You’d think that sending your basic contact information to another person with an iPhone would be a simple task, and one that Apple had streamlined. It’s not, and it’s a weird lapse in a company that tries to avoid the kinds of steps to perform a basic operation that Windows software used to abound in.
It’s not that difficult, but it’s more than a tap. But, first, you want to make sure you’ve set up just the information you want to share. If you have a contact card for yourself in which you place private details, such as phone numbers and emails you don’t hand out, you do not want to share that as your standard contact card.

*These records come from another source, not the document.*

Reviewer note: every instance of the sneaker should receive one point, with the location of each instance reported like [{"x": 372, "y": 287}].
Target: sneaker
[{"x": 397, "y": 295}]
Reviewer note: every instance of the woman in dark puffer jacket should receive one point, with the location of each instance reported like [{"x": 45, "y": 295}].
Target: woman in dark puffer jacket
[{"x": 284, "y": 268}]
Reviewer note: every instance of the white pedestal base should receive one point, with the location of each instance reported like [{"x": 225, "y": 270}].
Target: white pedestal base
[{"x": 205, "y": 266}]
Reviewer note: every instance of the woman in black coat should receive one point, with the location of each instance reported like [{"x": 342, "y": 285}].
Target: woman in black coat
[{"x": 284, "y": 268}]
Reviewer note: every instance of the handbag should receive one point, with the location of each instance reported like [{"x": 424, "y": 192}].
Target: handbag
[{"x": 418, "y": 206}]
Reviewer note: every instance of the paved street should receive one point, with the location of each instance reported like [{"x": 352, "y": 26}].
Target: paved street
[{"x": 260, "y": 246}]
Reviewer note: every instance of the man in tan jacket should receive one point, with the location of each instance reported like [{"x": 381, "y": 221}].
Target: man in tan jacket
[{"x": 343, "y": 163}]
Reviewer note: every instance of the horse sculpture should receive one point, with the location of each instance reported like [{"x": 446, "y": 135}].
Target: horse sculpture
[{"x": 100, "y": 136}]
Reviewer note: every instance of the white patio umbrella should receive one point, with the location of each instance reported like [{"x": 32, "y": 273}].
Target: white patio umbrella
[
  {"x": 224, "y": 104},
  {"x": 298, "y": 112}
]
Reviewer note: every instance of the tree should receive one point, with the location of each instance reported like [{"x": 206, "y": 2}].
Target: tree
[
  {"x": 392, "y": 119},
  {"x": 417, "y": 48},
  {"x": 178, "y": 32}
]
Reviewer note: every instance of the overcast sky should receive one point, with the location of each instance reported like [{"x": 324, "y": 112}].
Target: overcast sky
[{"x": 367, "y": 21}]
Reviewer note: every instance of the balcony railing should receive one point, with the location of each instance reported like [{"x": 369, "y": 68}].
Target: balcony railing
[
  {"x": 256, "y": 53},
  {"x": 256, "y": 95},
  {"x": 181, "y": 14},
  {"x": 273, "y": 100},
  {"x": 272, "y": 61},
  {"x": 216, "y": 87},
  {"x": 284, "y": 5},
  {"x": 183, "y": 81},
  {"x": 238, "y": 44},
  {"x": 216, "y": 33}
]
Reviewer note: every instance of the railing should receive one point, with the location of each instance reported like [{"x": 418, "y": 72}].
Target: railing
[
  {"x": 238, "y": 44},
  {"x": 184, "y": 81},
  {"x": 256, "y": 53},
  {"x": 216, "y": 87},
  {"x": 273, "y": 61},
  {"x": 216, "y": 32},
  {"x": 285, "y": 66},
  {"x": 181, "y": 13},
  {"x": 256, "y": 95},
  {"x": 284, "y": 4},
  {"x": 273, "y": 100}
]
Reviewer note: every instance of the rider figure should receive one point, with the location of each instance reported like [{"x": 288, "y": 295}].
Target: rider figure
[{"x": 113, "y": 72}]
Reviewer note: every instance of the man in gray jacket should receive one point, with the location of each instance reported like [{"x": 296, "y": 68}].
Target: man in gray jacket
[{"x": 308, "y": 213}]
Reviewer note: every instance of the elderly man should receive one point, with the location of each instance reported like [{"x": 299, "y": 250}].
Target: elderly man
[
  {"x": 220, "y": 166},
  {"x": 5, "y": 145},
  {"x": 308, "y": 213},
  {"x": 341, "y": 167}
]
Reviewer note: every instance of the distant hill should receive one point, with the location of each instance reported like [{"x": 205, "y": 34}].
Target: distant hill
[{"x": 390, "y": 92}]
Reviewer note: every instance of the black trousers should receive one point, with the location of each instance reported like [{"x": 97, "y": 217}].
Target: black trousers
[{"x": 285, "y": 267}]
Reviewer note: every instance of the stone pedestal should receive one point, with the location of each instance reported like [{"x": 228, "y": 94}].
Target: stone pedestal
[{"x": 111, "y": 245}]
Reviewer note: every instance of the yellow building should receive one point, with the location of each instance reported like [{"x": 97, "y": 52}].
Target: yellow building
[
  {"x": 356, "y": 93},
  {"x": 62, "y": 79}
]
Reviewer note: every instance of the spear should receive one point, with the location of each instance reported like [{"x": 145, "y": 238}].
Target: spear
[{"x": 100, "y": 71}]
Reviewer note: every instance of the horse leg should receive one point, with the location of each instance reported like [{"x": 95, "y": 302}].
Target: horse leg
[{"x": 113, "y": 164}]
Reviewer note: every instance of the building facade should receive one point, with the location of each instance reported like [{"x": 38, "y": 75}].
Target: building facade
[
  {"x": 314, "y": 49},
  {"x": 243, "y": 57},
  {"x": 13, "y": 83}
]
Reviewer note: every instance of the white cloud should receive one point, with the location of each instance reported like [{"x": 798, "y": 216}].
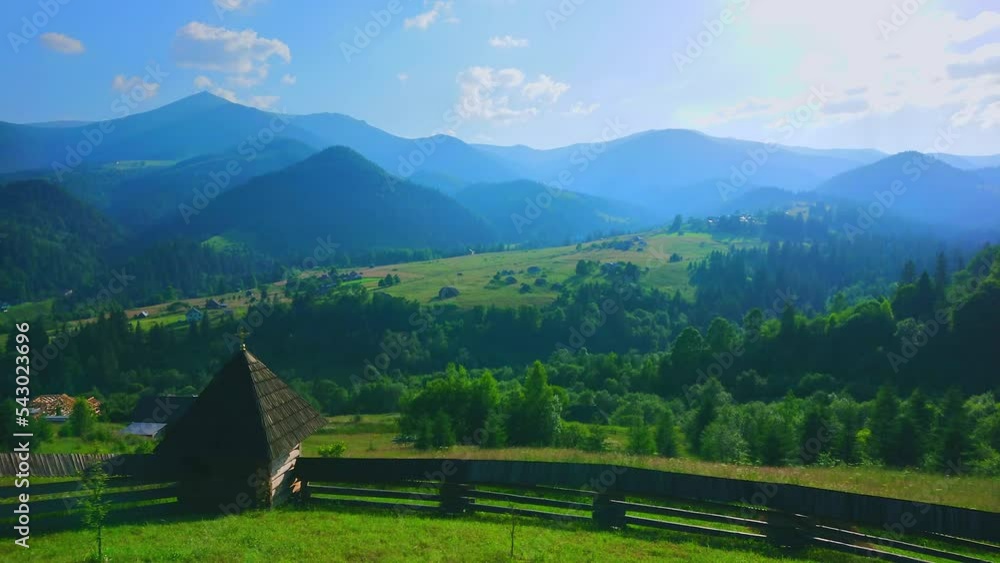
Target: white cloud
[
  {"x": 243, "y": 54},
  {"x": 128, "y": 84},
  {"x": 580, "y": 109},
  {"x": 426, "y": 19},
  {"x": 62, "y": 43},
  {"x": 502, "y": 96},
  {"x": 507, "y": 42},
  {"x": 510, "y": 77},
  {"x": 203, "y": 82},
  {"x": 234, "y": 5},
  {"x": 874, "y": 64},
  {"x": 545, "y": 88}
]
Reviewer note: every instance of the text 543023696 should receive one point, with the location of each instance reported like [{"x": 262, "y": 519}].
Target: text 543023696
[{"x": 22, "y": 418}]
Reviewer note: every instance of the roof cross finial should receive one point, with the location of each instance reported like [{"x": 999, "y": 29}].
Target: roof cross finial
[{"x": 243, "y": 333}]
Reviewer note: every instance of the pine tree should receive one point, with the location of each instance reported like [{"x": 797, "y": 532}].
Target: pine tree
[
  {"x": 667, "y": 437},
  {"x": 884, "y": 425},
  {"x": 953, "y": 433}
]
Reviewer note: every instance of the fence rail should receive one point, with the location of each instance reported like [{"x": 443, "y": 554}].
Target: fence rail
[
  {"x": 792, "y": 515},
  {"x": 609, "y": 496}
]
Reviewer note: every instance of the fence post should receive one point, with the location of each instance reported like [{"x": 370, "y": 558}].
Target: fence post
[
  {"x": 607, "y": 514},
  {"x": 790, "y": 530},
  {"x": 454, "y": 497}
]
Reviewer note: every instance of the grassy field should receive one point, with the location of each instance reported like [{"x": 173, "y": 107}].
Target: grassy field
[
  {"x": 372, "y": 437},
  {"x": 421, "y": 281},
  {"x": 352, "y": 535},
  {"x": 471, "y": 274}
]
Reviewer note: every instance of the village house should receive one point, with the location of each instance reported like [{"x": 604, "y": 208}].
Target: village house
[
  {"x": 194, "y": 315},
  {"x": 237, "y": 444},
  {"x": 57, "y": 408},
  {"x": 152, "y": 415}
]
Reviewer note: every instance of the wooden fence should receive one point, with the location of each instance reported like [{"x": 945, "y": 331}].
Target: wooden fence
[
  {"x": 51, "y": 465},
  {"x": 612, "y": 497},
  {"x": 619, "y": 496}
]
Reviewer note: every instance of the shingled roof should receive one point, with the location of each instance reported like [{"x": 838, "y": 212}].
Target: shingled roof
[{"x": 245, "y": 412}]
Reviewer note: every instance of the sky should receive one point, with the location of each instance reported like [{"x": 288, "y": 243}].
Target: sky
[{"x": 892, "y": 75}]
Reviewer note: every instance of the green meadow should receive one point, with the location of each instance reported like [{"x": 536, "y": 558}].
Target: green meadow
[
  {"x": 471, "y": 274},
  {"x": 354, "y": 535}
]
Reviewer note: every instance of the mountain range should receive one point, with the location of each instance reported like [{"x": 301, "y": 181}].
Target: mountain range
[{"x": 142, "y": 169}]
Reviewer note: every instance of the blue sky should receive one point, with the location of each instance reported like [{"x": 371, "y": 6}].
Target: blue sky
[{"x": 887, "y": 74}]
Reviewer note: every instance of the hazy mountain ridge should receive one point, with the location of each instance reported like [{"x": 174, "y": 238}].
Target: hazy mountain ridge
[{"x": 528, "y": 212}]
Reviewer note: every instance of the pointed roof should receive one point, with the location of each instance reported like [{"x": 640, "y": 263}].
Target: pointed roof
[{"x": 246, "y": 411}]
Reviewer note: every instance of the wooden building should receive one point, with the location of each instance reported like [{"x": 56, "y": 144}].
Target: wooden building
[{"x": 236, "y": 445}]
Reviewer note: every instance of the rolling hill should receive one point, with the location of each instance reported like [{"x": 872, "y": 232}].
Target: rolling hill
[
  {"x": 526, "y": 212},
  {"x": 926, "y": 189},
  {"x": 50, "y": 240},
  {"x": 148, "y": 199},
  {"x": 205, "y": 124},
  {"x": 340, "y": 197}
]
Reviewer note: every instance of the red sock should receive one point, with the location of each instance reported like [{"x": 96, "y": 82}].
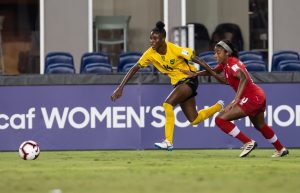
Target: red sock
[
  {"x": 269, "y": 134},
  {"x": 231, "y": 129}
]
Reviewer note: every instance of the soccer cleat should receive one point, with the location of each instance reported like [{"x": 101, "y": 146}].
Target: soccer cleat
[
  {"x": 247, "y": 148},
  {"x": 166, "y": 145},
  {"x": 281, "y": 153},
  {"x": 221, "y": 102}
]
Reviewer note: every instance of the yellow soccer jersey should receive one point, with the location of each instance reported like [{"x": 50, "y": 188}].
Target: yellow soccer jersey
[{"x": 176, "y": 58}]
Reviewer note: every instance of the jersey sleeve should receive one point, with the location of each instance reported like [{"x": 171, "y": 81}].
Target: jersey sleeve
[
  {"x": 235, "y": 68},
  {"x": 218, "y": 67},
  {"x": 145, "y": 59},
  {"x": 186, "y": 53}
]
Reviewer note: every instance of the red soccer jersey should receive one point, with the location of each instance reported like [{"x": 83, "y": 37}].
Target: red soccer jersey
[
  {"x": 231, "y": 69},
  {"x": 252, "y": 99}
]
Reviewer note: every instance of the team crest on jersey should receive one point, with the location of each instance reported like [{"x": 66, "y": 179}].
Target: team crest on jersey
[
  {"x": 235, "y": 67},
  {"x": 185, "y": 52},
  {"x": 172, "y": 61}
]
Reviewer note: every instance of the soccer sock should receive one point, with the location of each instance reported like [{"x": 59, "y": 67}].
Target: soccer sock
[
  {"x": 206, "y": 113},
  {"x": 170, "y": 121},
  {"x": 231, "y": 129},
  {"x": 269, "y": 134}
]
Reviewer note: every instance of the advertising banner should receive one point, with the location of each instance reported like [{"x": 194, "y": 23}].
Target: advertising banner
[{"x": 82, "y": 117}]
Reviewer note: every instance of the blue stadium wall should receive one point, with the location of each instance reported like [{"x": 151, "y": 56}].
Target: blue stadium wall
[{"x": 81, "y": 116}]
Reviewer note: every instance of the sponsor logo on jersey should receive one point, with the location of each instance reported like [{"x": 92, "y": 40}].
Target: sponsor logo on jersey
[
  {"x": 235, "y": 67},
  {"x": 185, "y": 52},
  {"x": 172, "y": 61}
]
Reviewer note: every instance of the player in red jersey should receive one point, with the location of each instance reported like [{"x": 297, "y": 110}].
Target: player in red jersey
[{"x": 249, "y": 100}]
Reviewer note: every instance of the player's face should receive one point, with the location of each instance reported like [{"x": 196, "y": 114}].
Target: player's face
[
  {"x": 221, "y": 55},
  {"x": 156, "y": 41}
]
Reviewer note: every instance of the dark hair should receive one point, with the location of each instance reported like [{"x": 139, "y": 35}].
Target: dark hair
[
  {"x": 234, "y": 53},
  {"x": 160, "y": 28}
]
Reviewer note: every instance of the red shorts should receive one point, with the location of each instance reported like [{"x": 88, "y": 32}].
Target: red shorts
[{"x": 253, "y": 103}]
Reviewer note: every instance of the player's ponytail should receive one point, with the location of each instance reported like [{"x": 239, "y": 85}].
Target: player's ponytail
[
  {"x": 160, "y": 28},
  {"x": 229, "y": 47}
]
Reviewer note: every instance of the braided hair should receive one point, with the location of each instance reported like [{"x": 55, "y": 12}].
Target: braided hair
[
  {"x": 160, "y": 28},
  {"x": 234, "y": 52}
]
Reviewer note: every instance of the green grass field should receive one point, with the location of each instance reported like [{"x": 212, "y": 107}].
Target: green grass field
[{"x": 151, "y": 171}]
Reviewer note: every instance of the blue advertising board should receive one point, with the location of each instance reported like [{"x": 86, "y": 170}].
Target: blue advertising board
[{"x": 82, "y": 117}]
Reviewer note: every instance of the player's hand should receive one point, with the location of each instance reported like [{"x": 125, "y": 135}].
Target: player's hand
[
  {"x": 116, "y": 94},
  {"x": 189, "y": 73},
  {"x": 231, "y": 105}
]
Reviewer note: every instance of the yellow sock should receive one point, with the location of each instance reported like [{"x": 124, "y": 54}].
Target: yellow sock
[
  {"x": 206, "y": 113},
  {"x": 170, "y": 121}
]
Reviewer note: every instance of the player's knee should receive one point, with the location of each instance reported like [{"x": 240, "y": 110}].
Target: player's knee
[{"x": 219, "y": 121}]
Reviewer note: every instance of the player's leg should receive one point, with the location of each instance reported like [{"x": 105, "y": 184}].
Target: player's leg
[
  {"x": 180, "y": 93},
  {"x": 223, "y": 121},
  {"x": 189, "y": 109},
  {"x": 260, "y": 124}
]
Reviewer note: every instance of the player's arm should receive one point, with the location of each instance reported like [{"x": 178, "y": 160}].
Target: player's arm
[
  {"x": 118, "y": 92},
  {"x": 243, "y": 81},
  {"x": 208, "y": 70}
]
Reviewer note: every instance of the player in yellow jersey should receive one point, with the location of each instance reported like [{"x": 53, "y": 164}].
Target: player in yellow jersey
[{"x": 169, "y": 59}]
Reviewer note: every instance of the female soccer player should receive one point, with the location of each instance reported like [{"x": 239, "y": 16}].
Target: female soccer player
[
  {"x": 169, "y": 59},
  {"x": 249, "y": 100}
]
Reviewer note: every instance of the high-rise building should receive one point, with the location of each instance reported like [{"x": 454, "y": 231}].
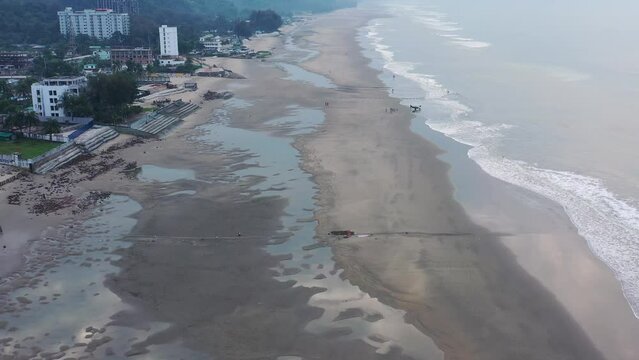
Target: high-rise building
[
  {"x": 168, "y": 41},
  {"x": 99, "y": 23},
  {"x": 120, "y": 6}
]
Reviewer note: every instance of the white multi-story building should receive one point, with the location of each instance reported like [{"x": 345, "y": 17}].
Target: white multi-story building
[
  {"x": 47, "y": 94},
  {"x": 98, "y": 23},
  {"x": 168, "y": 41}
]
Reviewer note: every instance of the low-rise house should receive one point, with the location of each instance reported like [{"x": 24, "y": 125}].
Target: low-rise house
[
  {"x": 170, "y": 61},
  {"x": 101, "y": 53},
  {"x": 47, "y": 94},
  {"x": 12, "y": 62},
  {"x": 139, "y": 55}
]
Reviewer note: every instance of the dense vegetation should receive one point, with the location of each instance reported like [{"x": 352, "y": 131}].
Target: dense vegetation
[
  {"x": 35, "y": 21},
  {"x": 107, "y": 99}
]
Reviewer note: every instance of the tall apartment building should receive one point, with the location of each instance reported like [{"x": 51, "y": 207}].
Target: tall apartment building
[
  {"x": 120, "y": 6},
  {"x": 47, "y": 94},
  {"x": 168, "y": 41},
  {"x": 98, "y": 23}
]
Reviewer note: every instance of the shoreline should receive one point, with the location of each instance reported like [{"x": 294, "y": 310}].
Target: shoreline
[
  {"x": 358, "y": 256},
  {"x": 551, "y": 248},
  {"x": 475, "y": 293}
]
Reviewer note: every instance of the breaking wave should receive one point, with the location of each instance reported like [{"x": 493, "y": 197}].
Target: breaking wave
[{"x": 609, "y": 224}]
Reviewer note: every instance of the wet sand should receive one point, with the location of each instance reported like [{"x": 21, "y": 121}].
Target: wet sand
[
  {"x": 465, "y": 289},
  {"x": 226, "y": 296}
]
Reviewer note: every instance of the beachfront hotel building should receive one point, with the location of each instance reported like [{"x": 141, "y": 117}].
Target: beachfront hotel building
[
  {"x": 47, "y": 94},
  {"x": 98, "y": 23},
  {"x": 168, "y": 41}
]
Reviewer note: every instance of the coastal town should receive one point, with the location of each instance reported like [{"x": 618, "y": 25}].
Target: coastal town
[
  {"x": 55, "y": 122},
  {"x": 298, "y": 180}
]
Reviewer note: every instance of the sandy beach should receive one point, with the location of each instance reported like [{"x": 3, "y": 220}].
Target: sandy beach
[{"x": 215, "y": 247}]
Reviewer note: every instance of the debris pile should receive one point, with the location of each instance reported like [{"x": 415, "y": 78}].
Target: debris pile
[{"x": 214, "y": 95}]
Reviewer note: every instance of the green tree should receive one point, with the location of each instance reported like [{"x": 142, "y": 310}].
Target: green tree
[
  {"x": 51, "y": 127},
  {"x": 265, "y": 20},
  {"x": 19, "y": 120},
  {"x": 23, "y": 87},
  {"x": 76, "y": 105},
  {"x": 111, "y": 95}
]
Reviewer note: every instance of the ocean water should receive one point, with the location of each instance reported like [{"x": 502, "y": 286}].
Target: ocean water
[{"x": 543, "y": 94}]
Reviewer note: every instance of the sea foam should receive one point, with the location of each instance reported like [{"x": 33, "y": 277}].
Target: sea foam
[
  {"x": 442, "y": 26},
  {"x": 609, "y": 224}
]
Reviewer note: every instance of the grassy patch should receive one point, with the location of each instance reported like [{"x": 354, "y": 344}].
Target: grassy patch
[{"x": 29, "y": 148}]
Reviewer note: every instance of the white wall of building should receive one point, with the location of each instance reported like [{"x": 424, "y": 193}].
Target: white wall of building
[
  {"x": 168, "y": 41},
  {"x": 101, "y": 24},
  {"x": 47, "y": 95}
]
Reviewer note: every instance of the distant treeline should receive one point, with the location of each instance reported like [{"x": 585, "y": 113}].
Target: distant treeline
[{"x": 36, "y": 21}]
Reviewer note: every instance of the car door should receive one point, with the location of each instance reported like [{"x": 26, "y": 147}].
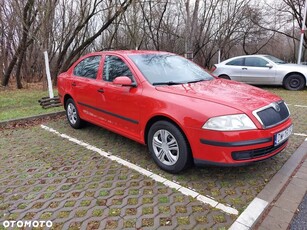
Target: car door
[
  {"x": 256, "y": 71},
  {"x": 84, "y": 85},
  {"x": 120, "y": 105},
  {"x": 233, "y": 68}
]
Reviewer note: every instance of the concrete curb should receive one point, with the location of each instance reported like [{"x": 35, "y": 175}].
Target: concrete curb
[
  {"x": 258, "y": 207},
  {"x": 24, "y": 119}
]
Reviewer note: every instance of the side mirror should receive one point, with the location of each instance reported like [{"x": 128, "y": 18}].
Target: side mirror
[{"x": 123, "y": 81}]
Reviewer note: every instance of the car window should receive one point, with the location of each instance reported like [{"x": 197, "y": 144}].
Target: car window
[
  {"x": 88, "y": 67},
  {"x": 255, "y": 61},
  {"x": 115, "y": 67},
  {"x": 160, "y": 69},
  {"x": 236, "y": 62}
]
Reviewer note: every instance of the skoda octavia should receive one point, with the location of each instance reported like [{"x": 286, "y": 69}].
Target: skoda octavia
[{"x": 183, "y": 114}]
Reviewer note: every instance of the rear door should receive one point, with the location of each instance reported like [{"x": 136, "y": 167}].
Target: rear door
[
  {"x": 233, "y": 69},
  {"x": 256, "y": 71}
]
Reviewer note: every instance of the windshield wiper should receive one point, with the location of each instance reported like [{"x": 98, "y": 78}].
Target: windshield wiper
[
  {"x": 196, "y": 81},
  {"x": 167, "y": 83}
]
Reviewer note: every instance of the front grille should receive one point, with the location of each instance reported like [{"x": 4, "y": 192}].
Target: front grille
[
  {"x": 273, "y": 114},
  {"x": 255, "y": 153}
]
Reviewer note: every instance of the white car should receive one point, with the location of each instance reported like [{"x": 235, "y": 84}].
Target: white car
[{"x": 262, "y": 70}]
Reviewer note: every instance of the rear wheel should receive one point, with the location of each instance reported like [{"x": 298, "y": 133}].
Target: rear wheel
[
  {"x": 72, "y": 114},
  {"x": 294, "y": 82},
  {"x": 224, "y": 76},
  {"x": 168, "y": 147}
]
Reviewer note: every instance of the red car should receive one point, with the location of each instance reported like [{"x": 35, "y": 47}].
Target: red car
[{"x": 181, "y": 112}]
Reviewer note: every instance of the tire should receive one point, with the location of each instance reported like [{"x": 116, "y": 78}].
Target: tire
[
  {"x": 294, "y": 82},
  {"x": 224, "y": 76},
  {"x": 168, "y": 147},
  {"x": 72, "y": 114}
]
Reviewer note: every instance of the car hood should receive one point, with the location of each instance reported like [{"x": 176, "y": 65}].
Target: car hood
[{"x": 229, "y": 93}]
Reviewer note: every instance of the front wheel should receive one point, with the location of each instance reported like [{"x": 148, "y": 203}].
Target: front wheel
[
  {"x": 72, "y": 114},
  {"x": 294, "y": 82},
  {"x": 168, "y": 147}
]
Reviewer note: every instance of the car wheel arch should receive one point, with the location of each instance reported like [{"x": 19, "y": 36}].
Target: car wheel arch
[
  {"x": 157, "y": 118},
  {"x": 66, "y": 97},
  {"x": 291, "y": 74}
]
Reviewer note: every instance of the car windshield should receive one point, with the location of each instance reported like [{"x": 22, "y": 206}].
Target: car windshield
[
  {"x": 168, "y": 69},
  {"x": 275, "y": 59}
]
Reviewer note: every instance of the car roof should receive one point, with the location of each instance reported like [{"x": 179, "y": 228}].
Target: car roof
[
  {"x": 243, "y": 56},
  {"x": 130, "y": 52}
]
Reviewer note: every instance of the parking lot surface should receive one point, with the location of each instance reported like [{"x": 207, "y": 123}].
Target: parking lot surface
[{"x": 46, "y": 177}]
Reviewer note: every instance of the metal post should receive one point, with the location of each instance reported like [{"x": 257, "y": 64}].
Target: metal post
[
  {"x": 48, "y": 75},
  {"x": 302, "y": 35}
]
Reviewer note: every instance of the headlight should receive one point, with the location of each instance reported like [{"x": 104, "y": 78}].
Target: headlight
[{"x": 230, "y": 123}]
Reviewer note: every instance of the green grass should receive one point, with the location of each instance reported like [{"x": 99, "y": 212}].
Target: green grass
[{"x": 22, "y": 103}]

(macOS has an option to turn your “me” card private, where you can pick and choose which fields to share. Oddly, that feature is absolutely missing in iOS. The synced card from macOS doesn’t carry through in terms of sharing only the fields you checked in macOS.)
And note that you shouldn’t change your default contact card to this shareable one, as the default card gets used throughout iOS to pull up your details. (If you haven’t set it, go to Settings > Contacts, tap My Info, and then choose the contact item that’s for you.)
Once you create a card with the minimal details you want, how do you share it? You can share this card just as you would any other card:
Select the contact.
Swipe down until you see Share Contact, and tap that.
Select a sharing method.
If you’re in proximity with someone who has an iPhone, you can use AirDrop. They need to use Control Center to enable AirDrop and set it to Everyone if you don’t see them in the AirDrop list.
You can also send this contact to nearly anyone via text or email, as Apple uses the standard vCard format, which is supported on all the major software platforms and associated and third-party contact apps.